Fica para a próxima

14.5.15
Por Edson Vidigal, advogado, foi presidente do Superior Tribunal de Justiça e do Conselho da Justiça Federal.

Por horas 11 horas seguidas os Senadores da Comissão de Constituição e Justiça sabatinaram, por vezes até de forma severa, o Professor Luiz Fachin, indicado pela Dilma para Ministro do Supremo Tribunal Federal.

Essas sabatinas, de algum modo, já não fazem tanto sentido porque a tendência hoje nos Tribunais é o compartilhamento cada vez mais frequente das decisões dos Ministros, e também dos Desembargadores, com os seus assessores, que assim vão se tornando mais influentes.

É raro hoje em dia um Ministro ou Desembargador receber um advogado em luta pelo direito que não o seja na companhia de algum assessor.

A justificativa para tanta delegação é o desumano acumulo de processos nos Gabinetes, o que tem feito com que os Ministros, e também os Desembargadores, acabem não se envolvendo de forma mais pessoal na maior parte das demandas. 

Até mesmo os votos que alguns apresentam em plenário na condição de Relatores são, na maioria, obras de sacrossantas doutrinas da inspiração divina de suas assessorias.

Exceções honrosas, como em toda regra, existem. São publicas e notórias, admiráveis e respeitáveis, essas exceções.
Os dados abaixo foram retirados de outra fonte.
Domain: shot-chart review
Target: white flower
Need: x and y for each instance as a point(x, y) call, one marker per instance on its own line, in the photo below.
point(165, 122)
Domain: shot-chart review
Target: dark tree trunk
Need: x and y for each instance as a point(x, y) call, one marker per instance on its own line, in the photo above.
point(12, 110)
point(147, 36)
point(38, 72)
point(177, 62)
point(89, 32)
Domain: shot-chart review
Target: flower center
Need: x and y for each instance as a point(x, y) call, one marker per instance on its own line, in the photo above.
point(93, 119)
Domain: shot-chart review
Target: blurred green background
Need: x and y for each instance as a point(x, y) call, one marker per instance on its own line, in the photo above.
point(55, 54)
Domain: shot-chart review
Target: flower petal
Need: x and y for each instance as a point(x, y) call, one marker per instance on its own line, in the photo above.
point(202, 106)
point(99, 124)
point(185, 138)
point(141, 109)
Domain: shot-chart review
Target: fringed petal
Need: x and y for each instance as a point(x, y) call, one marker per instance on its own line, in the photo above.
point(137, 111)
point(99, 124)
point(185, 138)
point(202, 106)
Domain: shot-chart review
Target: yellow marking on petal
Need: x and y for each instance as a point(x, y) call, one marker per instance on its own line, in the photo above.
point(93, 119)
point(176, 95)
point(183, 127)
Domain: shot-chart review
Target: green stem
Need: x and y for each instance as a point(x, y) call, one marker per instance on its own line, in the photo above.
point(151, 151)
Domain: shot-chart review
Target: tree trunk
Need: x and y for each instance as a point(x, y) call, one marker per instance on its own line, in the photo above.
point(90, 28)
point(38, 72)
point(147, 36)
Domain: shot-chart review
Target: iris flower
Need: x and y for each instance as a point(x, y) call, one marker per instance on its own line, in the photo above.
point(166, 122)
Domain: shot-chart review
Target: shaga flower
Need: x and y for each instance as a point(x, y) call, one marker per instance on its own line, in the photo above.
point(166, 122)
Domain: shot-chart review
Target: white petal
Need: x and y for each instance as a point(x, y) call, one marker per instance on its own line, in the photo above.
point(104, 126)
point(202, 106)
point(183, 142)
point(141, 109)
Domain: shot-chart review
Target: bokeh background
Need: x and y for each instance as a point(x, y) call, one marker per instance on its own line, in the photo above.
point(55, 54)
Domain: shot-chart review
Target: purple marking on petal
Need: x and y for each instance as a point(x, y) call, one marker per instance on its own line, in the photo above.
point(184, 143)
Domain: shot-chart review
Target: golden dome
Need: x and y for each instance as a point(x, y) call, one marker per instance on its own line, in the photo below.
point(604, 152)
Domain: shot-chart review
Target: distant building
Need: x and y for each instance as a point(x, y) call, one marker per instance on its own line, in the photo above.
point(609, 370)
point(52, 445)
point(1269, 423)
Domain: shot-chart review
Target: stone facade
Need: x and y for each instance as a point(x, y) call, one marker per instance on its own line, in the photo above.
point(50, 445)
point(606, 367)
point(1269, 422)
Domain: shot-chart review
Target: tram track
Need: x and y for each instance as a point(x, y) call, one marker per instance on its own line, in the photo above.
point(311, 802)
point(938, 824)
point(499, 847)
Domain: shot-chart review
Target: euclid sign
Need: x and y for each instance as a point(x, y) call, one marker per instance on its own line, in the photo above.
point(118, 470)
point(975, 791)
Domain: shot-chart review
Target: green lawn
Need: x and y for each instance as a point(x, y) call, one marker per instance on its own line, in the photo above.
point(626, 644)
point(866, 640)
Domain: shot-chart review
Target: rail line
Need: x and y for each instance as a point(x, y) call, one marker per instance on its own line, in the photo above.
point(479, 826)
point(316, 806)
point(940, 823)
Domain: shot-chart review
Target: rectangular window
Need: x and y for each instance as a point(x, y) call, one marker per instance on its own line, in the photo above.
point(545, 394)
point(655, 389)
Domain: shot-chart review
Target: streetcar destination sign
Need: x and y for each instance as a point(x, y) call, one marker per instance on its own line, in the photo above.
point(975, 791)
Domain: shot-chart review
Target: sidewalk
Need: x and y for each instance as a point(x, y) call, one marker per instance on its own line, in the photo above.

Daí que a primeira pergunta a ser feita a todo e qualquer sabatinado pela CCJ do Senado deve ser –quem serão os seus assessores? Depois da sabatina do candidato a Ministro por que não sabatinar então,  um por um por um, os seus futuros assessores?

Afinal, dessa engenharia jurídica é que saem muitas decisões equivocadas para não se dizer injustas, algumas vezes até constrangedoras para alguns magistrados novatos.

No exercício profissional da judicatura quanto na advocacia há fronteiras que não podem nem devem ser ultrapassadas. O respeito mútuo é para mim a principal delas.

Pense aqui só nesta cena num Tribunal de um Estado que em respeito ao seu Povo apenas indico no mapa onde fica - na região sul.

Enquanto o advogado fazia sustentação oral a presidenta da sessão, uma aparentemente provecta desembargadora, levantou-se inopinadamente deixando o recinto, no mais bem imitado estilo Dilma quando faz cara de poucos amigos. Nem transferiu a presidência a outro magistrado.

Minutos depois retornou sobranceira para advertir o advogado quanto ao tempo da sustentação. Não havia ali taquigrafia, nem gravadores, nem relógios visíveis. A desembargadora presidenta era ali a dona de tudo - da memória sem registros e do tempo sem horas aprisionado no divino conteúdo que o seu relógio, apenas o seu relógio, ocultava.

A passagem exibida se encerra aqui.